31. Article 33, in contra-distinction, envisages 'gifts', which must necessarily be defined as the transfer of movable or immovable "property", as defined in Section 122 of the Transfer of Property and not a transfer of the "right to enjoy" such property (whether perpetual or for a limited period) as reflected in Section 105 of the said Act.
32. Even if original leasehold rights of the initial lessee was transferred by the transaction-in-question, the stamp duty would be same as a convenience in terms of Article 23, as stipulated in Article 35 of Schedule IA. By the same logic that an original lease of more than 30 years is chargeable at the same rate as a conveyance under Article 23, the duty payable on a subsequent assignment of such leasehold interest cannot vary from that payable for the original lease deed at the juncture when the gift deed-in-question was executed.
34. S. N. Mathur (supra) also reasserts the principle laid down in Section 6 of the Stamp Act, as discussed above.
35. As far as Pran Krishna Dey (supra) is concerned, with utmost respect, Section 6 of the Stamp Act and/or the G.O. dated June 15, 2010 were neither considered by the learned Single Judge, nor argued, at least as reflected in the said report.
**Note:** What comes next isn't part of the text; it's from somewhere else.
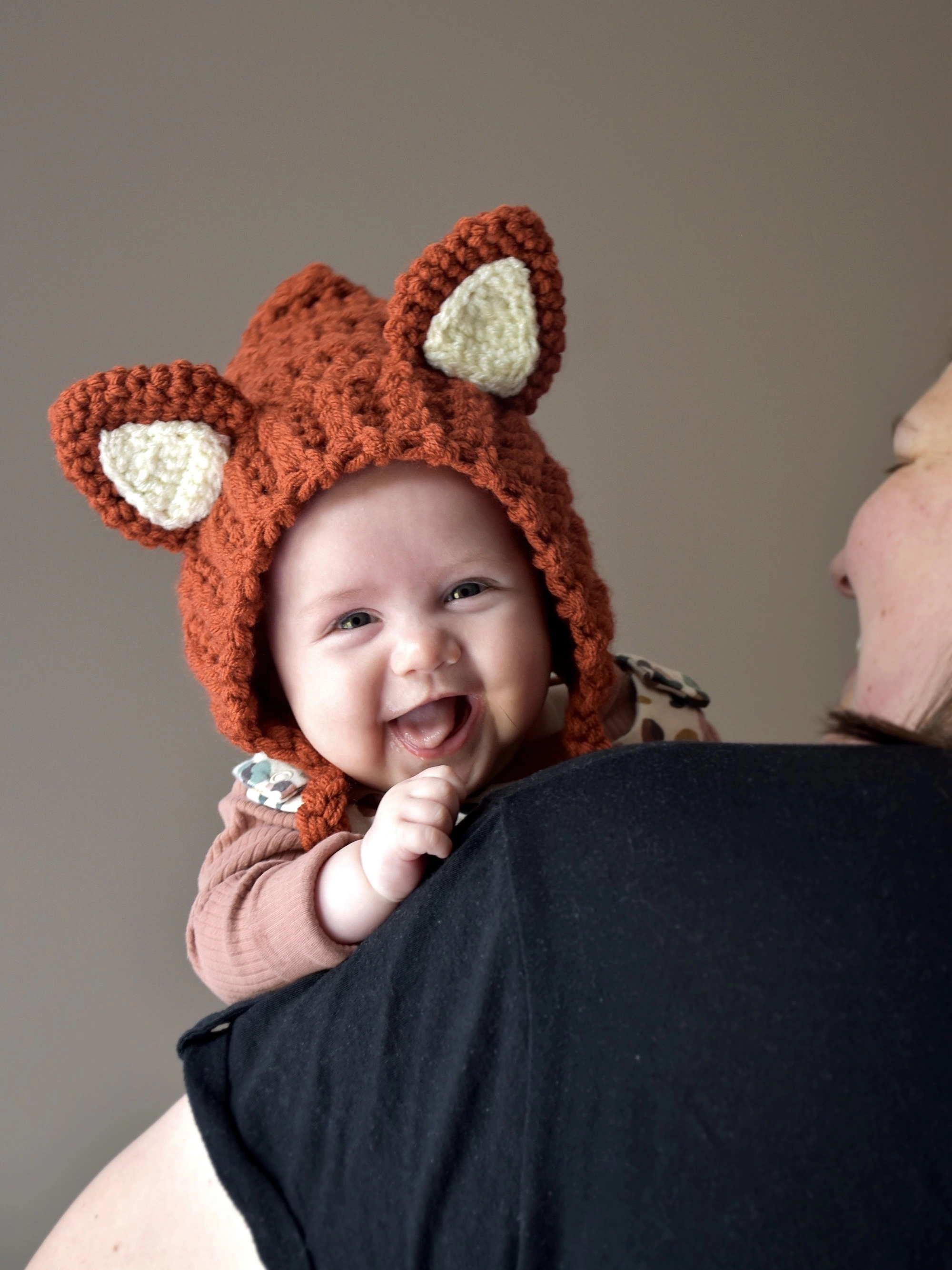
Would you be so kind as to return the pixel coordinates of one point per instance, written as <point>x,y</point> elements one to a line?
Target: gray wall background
<point>752,204</point>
Hence, the said judgment cannot be treated as a binding precedent in the present context, since the said provisions have been specifically argued and form an integral part of the reasoning process in rendering the present judgment. Moreover, even if the proposition laid down in the said report was to be accepted, the same would be irrelevant in view of Section 6 of the Stamp Act having overriding effect. Even assuming that a gift of leasehold rights falls within the ambit of Article 33 of Schedule IA, it would also be covered by Article 63 thereof, which attracts Section 6, thus, mandating the higher duty of the two to be deposited.